Rights, Risks, and Ethics
The extensive literature on the ethics of clinical research[27] reflects considerable emphasis on protection of human subjects in biomedical experimentation. This, however, is a rather recent development that has paralleled the rise in importance of the randomized clinical trial both in biomedical fact-making and in regulatory decision making.[28] As historian David Rothman has described, the pivotal moment occurred in 1966 with the New England Journal of Medicine' s publication of a whistle-blowing review article by Henry Beecher, replete with disturbing, recent examples of unethical and potentially harmful experimental research. Beecher catalogued incidents of "investigators who had risked 'the health or the life of their subjects' without informing them of the dangers or obtaining their permission"—for example, withholding penicillin from servicemen with streptococcal infections as part of a study of an alternative therapy.[29] These revelations were followed a few years later by public outrage and congressional hearings in response to news media disclosures about the Tuskegee syphilis study, conducted openly for decades under the auspices of the U.S. Public Health Service, in which hundreds of poor, black sharecroppers were denied existing treatment so that researchers could study the "natural history" of the disease.[30] In 1974 Congress created the National Commission for the Protection of Human Subjects, which issued guidelines on research. In addition, the
NIH began requiring that each research center seeking federal funds for biomedical research on human subjects establish an "institutional review board" to evaluate the ethics of each proposed research "protocol" (the plan for the study).[31]

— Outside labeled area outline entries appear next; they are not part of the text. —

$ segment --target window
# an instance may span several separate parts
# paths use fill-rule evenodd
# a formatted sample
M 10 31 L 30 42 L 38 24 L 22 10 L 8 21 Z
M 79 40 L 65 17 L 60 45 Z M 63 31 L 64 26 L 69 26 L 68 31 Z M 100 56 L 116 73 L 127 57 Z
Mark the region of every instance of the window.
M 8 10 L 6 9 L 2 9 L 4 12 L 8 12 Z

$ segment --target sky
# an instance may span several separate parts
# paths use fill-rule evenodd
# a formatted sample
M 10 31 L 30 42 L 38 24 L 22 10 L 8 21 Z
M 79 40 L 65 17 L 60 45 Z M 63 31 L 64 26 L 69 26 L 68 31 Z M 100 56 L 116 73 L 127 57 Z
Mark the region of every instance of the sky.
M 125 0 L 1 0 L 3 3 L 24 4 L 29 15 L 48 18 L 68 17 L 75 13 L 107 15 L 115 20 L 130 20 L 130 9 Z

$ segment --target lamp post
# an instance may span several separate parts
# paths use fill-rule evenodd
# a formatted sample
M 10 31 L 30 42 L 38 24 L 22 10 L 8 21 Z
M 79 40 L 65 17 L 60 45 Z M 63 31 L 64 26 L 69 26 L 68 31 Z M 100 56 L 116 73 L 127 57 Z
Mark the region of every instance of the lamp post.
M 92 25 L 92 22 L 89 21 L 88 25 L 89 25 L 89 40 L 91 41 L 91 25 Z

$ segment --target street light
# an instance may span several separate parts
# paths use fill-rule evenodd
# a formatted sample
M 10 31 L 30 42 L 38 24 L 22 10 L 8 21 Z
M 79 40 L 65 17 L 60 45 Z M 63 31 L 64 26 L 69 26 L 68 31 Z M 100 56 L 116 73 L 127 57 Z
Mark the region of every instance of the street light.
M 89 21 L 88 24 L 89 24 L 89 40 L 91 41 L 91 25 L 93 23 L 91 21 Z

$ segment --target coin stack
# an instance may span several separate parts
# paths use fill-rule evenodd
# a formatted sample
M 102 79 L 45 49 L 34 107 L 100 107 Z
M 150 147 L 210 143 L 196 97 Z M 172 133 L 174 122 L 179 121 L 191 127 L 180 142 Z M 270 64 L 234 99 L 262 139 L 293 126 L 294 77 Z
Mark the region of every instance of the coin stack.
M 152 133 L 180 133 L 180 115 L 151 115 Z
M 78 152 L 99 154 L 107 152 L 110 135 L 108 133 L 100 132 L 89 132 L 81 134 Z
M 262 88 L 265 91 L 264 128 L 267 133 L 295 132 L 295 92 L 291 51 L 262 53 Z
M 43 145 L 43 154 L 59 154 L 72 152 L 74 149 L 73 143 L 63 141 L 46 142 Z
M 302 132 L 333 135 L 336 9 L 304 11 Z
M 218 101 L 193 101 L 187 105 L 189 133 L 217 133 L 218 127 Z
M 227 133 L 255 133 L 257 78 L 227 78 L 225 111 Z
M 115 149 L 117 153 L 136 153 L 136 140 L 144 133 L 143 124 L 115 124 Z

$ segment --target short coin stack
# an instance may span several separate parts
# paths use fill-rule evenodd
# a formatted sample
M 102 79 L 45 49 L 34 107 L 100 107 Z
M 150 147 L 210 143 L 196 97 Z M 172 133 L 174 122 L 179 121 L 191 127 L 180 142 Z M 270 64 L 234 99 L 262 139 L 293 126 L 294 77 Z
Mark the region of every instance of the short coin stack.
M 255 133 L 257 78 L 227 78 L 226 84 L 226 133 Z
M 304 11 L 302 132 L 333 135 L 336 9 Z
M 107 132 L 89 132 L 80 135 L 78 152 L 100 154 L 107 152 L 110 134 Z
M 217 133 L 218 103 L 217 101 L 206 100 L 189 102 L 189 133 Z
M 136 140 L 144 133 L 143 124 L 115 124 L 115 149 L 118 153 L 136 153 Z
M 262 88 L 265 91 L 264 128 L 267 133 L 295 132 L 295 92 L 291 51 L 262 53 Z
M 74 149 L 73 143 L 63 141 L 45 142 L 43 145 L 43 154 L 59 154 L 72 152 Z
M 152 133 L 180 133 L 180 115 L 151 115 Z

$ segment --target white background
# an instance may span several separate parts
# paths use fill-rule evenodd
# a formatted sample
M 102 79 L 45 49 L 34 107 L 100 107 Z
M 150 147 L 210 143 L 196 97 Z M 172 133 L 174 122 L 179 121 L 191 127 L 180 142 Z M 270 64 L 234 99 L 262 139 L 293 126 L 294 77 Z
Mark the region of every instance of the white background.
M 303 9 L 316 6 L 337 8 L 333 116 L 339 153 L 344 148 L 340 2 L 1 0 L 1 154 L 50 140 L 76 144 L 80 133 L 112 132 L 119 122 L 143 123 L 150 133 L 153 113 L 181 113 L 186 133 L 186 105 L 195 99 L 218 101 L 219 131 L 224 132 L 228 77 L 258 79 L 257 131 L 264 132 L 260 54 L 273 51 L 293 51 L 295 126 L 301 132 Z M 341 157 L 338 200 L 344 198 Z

As Rothman and Harold Edgar have noted, the irony in these protective measures and in the new regulatory regime at the FDA was that they ran counter to the egalitarian and libertarian trends of the 1960s and 1970s in general and to the critique of paternalistic medicine in particular. "Just when patients secured greater autonomy—the right to know a diagnosis, to accept or refuse treatment—the experts at the FDA and review boards controlled the right to regulate new drugs and research protocols."[32] Soon AIDS patients and their advocates began rebelling against what they saw as well-intentioned but deadly paternalism. Activists like Delaney would exert a demand for greater patient autonomy by challenging medical authority from two directions at once. On one hand, they would insist that patients interested in trying experimental drugs should have the right to assume risks rather than endure the benevolent protection of the authorities. On the other hand, they would criticize certain approved and accepted research methods, like trials in which some patients received placebos, characterizing them as unethical for subjecting patients to unfair risks that the patients did not want to assume.